Une force d’ineptie fantastique. La non-reconnaissance a un avantage : le Douanier passe les frontières sans encombre. On raille sa maladresse ? Tant mieux ; son ignorance ? C’est parfait ; sa naïveté ? Pas de souci : il en joue pour s’affranchir des règles et travailler à sa guise, dans une liberté que certains lui envient. Sa mégalomanie infantile tire profit des attaques, de l’isolement, de la pauvreté. Il construit une œuvre que la postérité jugera. Ayant beaucoup copié au Louvre, notamment les primitifs italiens, il a acquis une culture que rien ne révèle à première vue et qu’il n’étale pas ; toujours le gabelou ricanant : à malin, malin et demi, rira bien qui rira le dernier, etc. Faux modeste dévoré par une ambition qui dépasse ses facultés, il se fait explorateur mais à sa façon : au petit pied et toujours de seconde main. S’il rend compte de son temps, des progrès techniques, des transformations urbaines ou des conquêtes exotiques, c’est toujours à proportion de ses moyens : avec des copies de photos d’animaux empaillés, un billet de troisième classe pour le Jardin d’Acclimatation, des serres tropicales pour rêver de jungles. Le rêve d’après ouï-dire est son véhicule privilégié ; depuis les contes de son enfance, c’est sur ses ailes qu’il voyage comme Niels Holgersson sur son jars, parcourant des paysages merveilleux peuplés de créatures fabuleuses ou effrayantes. Son imaginaire est de la même eau : il s’emballe à partir de sources aussi diverses que des messages spirites, des lectures candides de l’autre Rousseau, des récits de guerre ou des planches de botaniques. Dans le monde qu’il se forme, l’onirisme et le goût du surnaturel le disputent au désir humaniste de réconcilier « l’homme naturellement bon » avec la nature. Le peintre est le bon sauvage de cet éden retrouvé : pur, en liaison secrète avec les forces invisibles, creusant son sillon sans souci des lazzis, il présente sa récolte comme une offrande foisonnante, profuse, prodigue.

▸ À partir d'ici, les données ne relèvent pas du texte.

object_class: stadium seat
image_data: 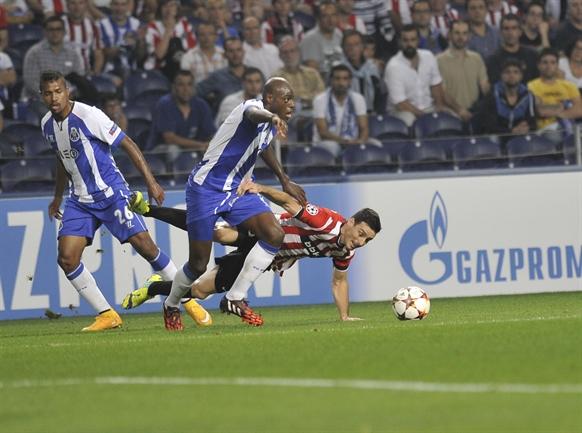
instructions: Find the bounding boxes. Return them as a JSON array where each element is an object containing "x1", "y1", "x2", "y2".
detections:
[
  {"x1": 342, "y1": 144, "x2": 396, "y2": 174},
  {"x1": 173, "y1": 152, "x2": 200, "y2": 185},
  {"x1": 506, "y1": 135, "x2": 564, "y2": 167},
  {"x1": 285, "y1": 145, "x2": 339, "y2": 177},
  {"x1": 368, "y1": 115, "x2": 410, "y2": 141},
  {"x1": 123, "y1": 104, "x2": 152, "y2": 122},
  {"x1": 0, "y1": 158, "x2": 55, "y2": 192},
  {"x1": 412, "y1": 113, "x2": 463, "y2": 138},
  {"x1": 398, "y1": 143, "x2": 453, "y2": 171},
  {"x1": 124, "y1": 70, "x2": 170, "y2": 103},
  {"x1": 8, "y1": 24, "x2": 44, "y2": 51},
  {"x1": 89, "y1": 75, "x2": 117, "y2": 94},
  {"x1": 453, "y1": 137, "x2": 507, "y2": 169}
]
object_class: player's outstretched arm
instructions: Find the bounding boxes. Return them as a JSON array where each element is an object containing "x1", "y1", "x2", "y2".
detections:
[
  {"x1": 237, "y1": 179, "x2": 303, "y2": 215},
  {"x1": 331, "y1": 268, "x2": 362, "y2": 321},
  {"x1": 121, "y1": 135, "x2": 165, "y2": 205}
]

Dompteur d’allégories, charmeur de sauvage. Pour ses amis, Henri Rousseau a redécouvert la force simple de l’image parlante médiévale. Adulé des Surréalistes, il est aussi le peintre de l’image sophistiquée conçue pour frapper, dont sourd un malaise indéfinissable, parfois proche du cauchemar auquel il emprunte l’insolite précision, le détail horrifique (les tronçons roses de La guerre ou la chevauchée de la discorde, par exemple). Ce sont les couleurs, flamboyantes ou éteintes, qui ordonnancent la lecture, comme le conteur ménage ses effets. Dans la lumière la dormeuse, dans l’ombre la charmeuse de serpent. Le procédé rappelle Le cauchemar de Füssli de 1782, mais aussi l’Ange du Bizarre de Poë et « l’inquiétante étrangeté » de Freud : il interfère de façon invisible, abstractivée, dans la lutte des forces orchestrée par un peintre soudain moins lisse et paisible qu’il ne paraissait. C’est pourtant de paix que toute son œuvre parle, à travers son étrange harmonie faite pour apprivoiser l’instinct sauvage. Ses titres à rallonge sont inutilement explicites. La force allégorique de sa peinture suffit à faire comprendre que jouissance et violence se guettent dans la nature, et que chez l’homme, le spectre de la barbarie revient au galop à la moindre occasion. Picasso s’en souviendra pour Guernica.